Kyungsoo honks at another driver before he hisses "you don't know what I keep in my trunk" at Jongin, and turns up the radio.

A few minutes later, when he's more awake, Jongin dares to turn the radio back down, and Kyungsoo heaves an expectant sigh. "What is it, Jongin?"

"How do I fix this?"

"What is there to fix?" Kyungsoo says. "Just give him some space. He's Chanyeol. He's hopelessly devoted to you, like that dog from Up or something, and he's never going to give up your friendship because of this."
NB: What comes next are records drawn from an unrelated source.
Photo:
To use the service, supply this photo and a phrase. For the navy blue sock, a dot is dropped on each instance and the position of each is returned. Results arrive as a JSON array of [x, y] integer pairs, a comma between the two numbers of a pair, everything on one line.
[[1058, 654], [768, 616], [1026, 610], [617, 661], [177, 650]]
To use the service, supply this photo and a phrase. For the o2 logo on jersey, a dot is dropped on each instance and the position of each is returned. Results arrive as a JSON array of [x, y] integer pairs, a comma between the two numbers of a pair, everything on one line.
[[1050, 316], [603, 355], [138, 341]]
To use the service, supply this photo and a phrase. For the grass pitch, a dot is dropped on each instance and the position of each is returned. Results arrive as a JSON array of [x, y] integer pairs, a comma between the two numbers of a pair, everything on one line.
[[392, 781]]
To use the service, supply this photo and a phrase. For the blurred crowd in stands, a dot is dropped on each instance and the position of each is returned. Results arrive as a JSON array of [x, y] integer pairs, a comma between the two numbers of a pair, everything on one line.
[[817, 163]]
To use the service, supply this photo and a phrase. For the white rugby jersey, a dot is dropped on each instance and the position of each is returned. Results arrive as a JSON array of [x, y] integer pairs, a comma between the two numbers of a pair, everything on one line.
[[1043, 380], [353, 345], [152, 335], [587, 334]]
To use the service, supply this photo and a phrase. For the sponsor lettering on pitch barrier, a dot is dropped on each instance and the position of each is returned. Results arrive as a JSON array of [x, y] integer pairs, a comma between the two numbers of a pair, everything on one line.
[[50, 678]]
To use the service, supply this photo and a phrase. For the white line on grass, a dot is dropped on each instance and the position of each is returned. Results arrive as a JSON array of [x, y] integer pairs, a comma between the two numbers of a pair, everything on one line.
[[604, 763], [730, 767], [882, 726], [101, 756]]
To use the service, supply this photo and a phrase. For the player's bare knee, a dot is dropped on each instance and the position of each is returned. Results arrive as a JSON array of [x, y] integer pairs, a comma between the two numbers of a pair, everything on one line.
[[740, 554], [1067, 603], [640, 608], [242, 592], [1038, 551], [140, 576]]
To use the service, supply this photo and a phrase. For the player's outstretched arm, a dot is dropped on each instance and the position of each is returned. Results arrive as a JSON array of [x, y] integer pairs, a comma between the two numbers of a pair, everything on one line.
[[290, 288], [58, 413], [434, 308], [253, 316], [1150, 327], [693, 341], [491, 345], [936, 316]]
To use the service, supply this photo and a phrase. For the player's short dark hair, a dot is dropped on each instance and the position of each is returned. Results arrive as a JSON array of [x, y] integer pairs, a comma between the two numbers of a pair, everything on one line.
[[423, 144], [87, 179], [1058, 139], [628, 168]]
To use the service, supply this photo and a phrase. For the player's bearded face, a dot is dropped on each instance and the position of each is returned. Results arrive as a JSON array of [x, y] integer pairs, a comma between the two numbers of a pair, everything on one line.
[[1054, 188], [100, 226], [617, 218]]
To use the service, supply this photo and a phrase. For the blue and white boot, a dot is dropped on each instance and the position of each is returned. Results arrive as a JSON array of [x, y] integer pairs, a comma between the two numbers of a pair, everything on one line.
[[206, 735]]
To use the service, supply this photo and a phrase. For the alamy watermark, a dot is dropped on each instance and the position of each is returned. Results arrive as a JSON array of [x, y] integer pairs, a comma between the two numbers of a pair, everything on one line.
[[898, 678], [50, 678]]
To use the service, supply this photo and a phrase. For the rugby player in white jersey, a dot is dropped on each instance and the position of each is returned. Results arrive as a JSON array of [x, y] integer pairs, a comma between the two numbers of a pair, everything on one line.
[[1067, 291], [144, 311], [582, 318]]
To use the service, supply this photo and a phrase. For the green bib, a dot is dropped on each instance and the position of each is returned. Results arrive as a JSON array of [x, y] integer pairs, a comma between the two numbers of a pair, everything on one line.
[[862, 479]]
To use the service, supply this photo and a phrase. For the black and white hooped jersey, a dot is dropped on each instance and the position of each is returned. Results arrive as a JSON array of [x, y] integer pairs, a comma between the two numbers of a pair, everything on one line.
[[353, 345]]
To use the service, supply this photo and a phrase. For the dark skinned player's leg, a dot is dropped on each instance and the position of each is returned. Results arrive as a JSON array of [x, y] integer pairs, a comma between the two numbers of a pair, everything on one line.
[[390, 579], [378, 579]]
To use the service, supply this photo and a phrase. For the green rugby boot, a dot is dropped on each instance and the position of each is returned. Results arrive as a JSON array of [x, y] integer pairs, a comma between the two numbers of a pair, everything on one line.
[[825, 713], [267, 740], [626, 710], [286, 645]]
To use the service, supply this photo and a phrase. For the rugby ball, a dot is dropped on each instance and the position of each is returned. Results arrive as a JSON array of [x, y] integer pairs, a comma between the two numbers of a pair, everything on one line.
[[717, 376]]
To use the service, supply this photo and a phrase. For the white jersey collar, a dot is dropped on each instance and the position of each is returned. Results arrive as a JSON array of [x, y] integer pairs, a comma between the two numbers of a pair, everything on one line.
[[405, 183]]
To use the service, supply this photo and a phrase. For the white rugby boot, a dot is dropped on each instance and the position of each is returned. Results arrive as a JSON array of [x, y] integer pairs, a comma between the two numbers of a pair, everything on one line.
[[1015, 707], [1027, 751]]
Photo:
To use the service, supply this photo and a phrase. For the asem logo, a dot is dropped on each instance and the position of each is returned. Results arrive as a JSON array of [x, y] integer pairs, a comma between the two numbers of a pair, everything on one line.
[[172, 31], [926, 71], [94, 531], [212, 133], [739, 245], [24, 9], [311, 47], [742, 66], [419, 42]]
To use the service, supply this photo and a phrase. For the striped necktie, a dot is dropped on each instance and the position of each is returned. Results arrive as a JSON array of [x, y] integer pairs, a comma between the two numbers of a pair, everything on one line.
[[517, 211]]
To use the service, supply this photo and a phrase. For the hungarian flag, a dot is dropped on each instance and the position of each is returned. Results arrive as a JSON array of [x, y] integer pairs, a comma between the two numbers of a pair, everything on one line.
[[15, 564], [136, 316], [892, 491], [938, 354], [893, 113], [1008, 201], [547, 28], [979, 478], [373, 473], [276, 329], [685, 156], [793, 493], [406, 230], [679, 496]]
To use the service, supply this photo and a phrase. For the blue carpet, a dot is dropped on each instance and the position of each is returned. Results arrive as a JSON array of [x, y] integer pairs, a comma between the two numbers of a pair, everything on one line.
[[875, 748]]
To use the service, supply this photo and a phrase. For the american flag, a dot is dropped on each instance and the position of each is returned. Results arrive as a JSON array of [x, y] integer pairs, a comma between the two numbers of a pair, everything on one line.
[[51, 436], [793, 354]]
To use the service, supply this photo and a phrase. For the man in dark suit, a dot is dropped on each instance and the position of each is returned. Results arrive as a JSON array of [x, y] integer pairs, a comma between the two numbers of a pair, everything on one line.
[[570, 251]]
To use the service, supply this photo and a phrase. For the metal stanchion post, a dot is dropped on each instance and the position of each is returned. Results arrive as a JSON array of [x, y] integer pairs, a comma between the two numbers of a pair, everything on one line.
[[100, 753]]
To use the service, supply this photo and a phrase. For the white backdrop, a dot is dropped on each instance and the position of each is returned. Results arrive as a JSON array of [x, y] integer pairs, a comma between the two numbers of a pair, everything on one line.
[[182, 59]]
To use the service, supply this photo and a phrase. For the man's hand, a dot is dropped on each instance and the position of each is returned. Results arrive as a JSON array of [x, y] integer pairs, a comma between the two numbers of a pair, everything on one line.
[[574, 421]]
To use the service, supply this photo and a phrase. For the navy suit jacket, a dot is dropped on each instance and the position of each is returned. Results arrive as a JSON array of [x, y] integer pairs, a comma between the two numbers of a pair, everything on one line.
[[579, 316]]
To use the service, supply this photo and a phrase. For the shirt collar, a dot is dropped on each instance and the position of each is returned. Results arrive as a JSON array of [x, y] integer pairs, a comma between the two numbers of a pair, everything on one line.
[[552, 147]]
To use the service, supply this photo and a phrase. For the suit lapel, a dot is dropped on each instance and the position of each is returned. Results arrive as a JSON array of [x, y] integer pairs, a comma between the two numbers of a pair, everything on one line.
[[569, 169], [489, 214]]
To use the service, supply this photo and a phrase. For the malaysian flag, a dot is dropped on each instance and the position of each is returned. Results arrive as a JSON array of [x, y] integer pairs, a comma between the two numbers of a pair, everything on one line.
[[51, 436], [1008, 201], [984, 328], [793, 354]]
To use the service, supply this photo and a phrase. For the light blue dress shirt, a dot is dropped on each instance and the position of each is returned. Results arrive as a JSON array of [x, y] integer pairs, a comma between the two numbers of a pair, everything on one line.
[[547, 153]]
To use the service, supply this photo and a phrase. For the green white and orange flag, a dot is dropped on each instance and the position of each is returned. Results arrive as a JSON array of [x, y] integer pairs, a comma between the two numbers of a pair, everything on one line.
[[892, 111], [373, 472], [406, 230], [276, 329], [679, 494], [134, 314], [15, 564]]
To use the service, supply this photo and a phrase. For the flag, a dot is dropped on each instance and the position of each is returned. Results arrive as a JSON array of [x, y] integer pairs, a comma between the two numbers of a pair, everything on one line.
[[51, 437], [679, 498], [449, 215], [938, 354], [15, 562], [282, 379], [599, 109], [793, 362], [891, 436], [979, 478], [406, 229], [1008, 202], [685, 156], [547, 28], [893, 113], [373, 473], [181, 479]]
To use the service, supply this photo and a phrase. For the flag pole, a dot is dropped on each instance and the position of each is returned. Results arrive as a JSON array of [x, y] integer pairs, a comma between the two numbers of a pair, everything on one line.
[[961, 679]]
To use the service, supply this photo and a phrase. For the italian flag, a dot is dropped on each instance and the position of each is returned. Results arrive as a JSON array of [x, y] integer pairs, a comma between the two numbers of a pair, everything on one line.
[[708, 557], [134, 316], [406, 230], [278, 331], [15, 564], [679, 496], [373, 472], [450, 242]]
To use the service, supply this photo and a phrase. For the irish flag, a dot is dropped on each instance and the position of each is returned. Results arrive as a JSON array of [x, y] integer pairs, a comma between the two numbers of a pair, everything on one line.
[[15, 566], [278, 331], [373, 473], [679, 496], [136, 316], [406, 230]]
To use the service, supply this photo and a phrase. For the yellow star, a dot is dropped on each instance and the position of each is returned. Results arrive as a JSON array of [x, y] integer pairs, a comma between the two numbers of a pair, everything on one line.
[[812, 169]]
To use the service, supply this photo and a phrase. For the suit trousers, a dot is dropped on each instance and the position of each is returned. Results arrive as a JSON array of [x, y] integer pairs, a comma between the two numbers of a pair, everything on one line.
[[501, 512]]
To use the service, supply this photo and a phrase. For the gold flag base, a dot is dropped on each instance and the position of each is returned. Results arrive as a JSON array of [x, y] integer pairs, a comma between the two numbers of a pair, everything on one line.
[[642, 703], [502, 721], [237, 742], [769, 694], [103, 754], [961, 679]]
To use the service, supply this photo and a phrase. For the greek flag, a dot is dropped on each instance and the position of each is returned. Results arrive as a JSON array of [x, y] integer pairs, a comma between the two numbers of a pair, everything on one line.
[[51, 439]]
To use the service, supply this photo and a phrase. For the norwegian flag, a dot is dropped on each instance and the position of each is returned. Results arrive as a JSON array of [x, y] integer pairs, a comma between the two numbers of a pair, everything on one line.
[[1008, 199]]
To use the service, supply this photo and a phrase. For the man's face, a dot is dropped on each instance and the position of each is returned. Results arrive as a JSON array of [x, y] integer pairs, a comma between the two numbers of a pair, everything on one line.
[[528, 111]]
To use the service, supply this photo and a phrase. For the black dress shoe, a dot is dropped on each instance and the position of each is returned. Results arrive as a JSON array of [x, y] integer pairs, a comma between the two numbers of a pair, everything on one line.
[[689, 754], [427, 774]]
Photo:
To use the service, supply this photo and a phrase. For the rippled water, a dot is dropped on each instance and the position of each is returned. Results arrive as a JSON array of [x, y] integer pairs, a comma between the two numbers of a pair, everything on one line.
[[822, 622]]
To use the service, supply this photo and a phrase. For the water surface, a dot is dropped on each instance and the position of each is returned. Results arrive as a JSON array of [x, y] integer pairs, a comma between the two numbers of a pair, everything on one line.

"You didn't see his face," Jongin says. "It was…"

"I did, actually," says Kyungsoo. "Baekhyun and I spent the night at his place. With sleeping bags and soju. Baekhyun and I talked a lot of shit about you, but Chanyeol is, as you know, your biggest fan."

The soju explains most of Kyungsoo's mood. He's glad Chanyeol had someone to talk to, though. Jongin had spent the night alone, face buried in his pillow, trying to forget the wet sheen of Chanyeol's eyes. He'd checked his phone, too, but Chanyeol hadn't texted him, not even by two AM, which is when Chanyeol usually sends him silly, half-lucid texts about some new rock artist he found on one of his late night forum searches.

He rubs his hands on his jeans and looks out the window.

"Do you think I'm cruel?"

"It's isn't cruel not to return someone's feelings, Jongin. No one blames you for that, not even Chanyeol. Especially not Chanyeol." Kyungsoo gives him a side eye.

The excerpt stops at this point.